Well, I took the book The Physics of Christianity with me on vacation in late July looking forward to a refresh of some of my undergraduate course work at UNC Chapel Hill and to see how a contemporary Physicist integrates his scientific work with the doctrines of the Christian Faith. Let me be honest up front that I only got about half way through the work and was tracking with it at a level of investigation to review the book here on the blog. To be frank, I simply didn't finish the book...as it got more and more bizarre as I read on and we ran out of vacation time.
It begins with some big claims that all of the discoveries of modern physics confirm the Christian narrative and its categories. The existence of God as the first cause of the universe, the triunity of this God and beliefs such as the resurection of the dead and eternal life.

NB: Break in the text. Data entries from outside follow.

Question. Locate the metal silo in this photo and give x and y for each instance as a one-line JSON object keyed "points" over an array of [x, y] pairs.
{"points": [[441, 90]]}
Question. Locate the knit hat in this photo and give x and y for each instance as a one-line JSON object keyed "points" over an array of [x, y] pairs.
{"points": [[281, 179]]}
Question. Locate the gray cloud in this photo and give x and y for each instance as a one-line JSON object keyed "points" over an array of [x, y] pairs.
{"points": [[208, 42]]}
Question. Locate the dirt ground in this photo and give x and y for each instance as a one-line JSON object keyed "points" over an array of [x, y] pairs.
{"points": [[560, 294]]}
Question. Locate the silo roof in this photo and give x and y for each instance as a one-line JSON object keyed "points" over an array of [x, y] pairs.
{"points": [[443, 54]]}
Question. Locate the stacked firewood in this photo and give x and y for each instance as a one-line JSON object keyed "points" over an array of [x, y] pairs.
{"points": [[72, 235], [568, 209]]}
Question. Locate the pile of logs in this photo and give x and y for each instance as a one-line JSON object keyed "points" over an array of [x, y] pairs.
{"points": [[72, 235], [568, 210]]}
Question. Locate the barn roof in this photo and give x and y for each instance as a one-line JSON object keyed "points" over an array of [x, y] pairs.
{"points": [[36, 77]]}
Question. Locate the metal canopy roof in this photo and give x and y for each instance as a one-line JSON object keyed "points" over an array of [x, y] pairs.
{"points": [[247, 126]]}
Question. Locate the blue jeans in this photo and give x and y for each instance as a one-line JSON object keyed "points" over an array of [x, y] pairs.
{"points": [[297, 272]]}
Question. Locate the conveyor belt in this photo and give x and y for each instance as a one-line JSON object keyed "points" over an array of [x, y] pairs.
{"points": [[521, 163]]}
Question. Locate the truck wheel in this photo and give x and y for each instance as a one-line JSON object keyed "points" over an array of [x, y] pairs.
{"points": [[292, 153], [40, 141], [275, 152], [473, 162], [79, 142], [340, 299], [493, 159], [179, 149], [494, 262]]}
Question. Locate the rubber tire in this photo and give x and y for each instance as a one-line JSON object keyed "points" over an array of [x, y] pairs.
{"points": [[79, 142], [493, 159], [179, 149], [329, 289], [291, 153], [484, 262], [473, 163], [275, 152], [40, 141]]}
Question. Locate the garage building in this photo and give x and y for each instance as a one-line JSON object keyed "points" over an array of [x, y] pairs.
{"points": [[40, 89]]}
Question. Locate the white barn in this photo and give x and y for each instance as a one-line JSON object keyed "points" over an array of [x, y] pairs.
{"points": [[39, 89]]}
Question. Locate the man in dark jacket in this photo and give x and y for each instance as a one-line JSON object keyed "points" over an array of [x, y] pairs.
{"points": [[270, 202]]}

All fine and dandy. What followed was a pretty approachable discussion of some modern physics. General relativity, quantum mechanics and the standard model for particle physics were all on the docket. I will say that for the uninitiated it will be difficult reading. I did 3 years of a BS in Physics before switching to Applied Computer Science and I found the reading accessible. I kept thinking...you need at least some basic understanding of physics and an analytic mind to follow this.
After the general introductions the book just started getting odd. The singularity at the beginning of this universe, the singularity at the end of this univers and the singularity which began the "multiverse" becomes "Father, Son and Holy Ghost" - The quantum reality of the multiverse and tunneling theory become the means by the multiverse Jesus walks through walls and rises from the dead. Most bizarre was that the resurrection and eternal life become us uploading into supercomputers buried deep in bedrock safe from nuclear blasts. We'll live forever singing Kum Ba Yah in the matrix. No kidding. And I thought being banished to Chiron Beta Prime would be a ride.
Here is an example of someone fully trained and convinced in his own field (Physics) and wandering around in one he clearly does not understand (theology). I applaud Tipler's boldness and zeal and certainly his theories are very interesting if you are a fan of sci-fi. Yet the Christianity of this book was unrecognizable once Tipler's theory of everything had its way.
One final note - here is a full review of the book by Canadian Journalist Denyse O'Leary - something I am unable to do as I did not have the time to finish the work as vacation was a bit short this summer. I wish Tipler the best in his efforts to integrate Physics and faith - a much needed enterprise. I would only suggest having some theological dialog partners and perhaps reading a few simple catechisms along the way.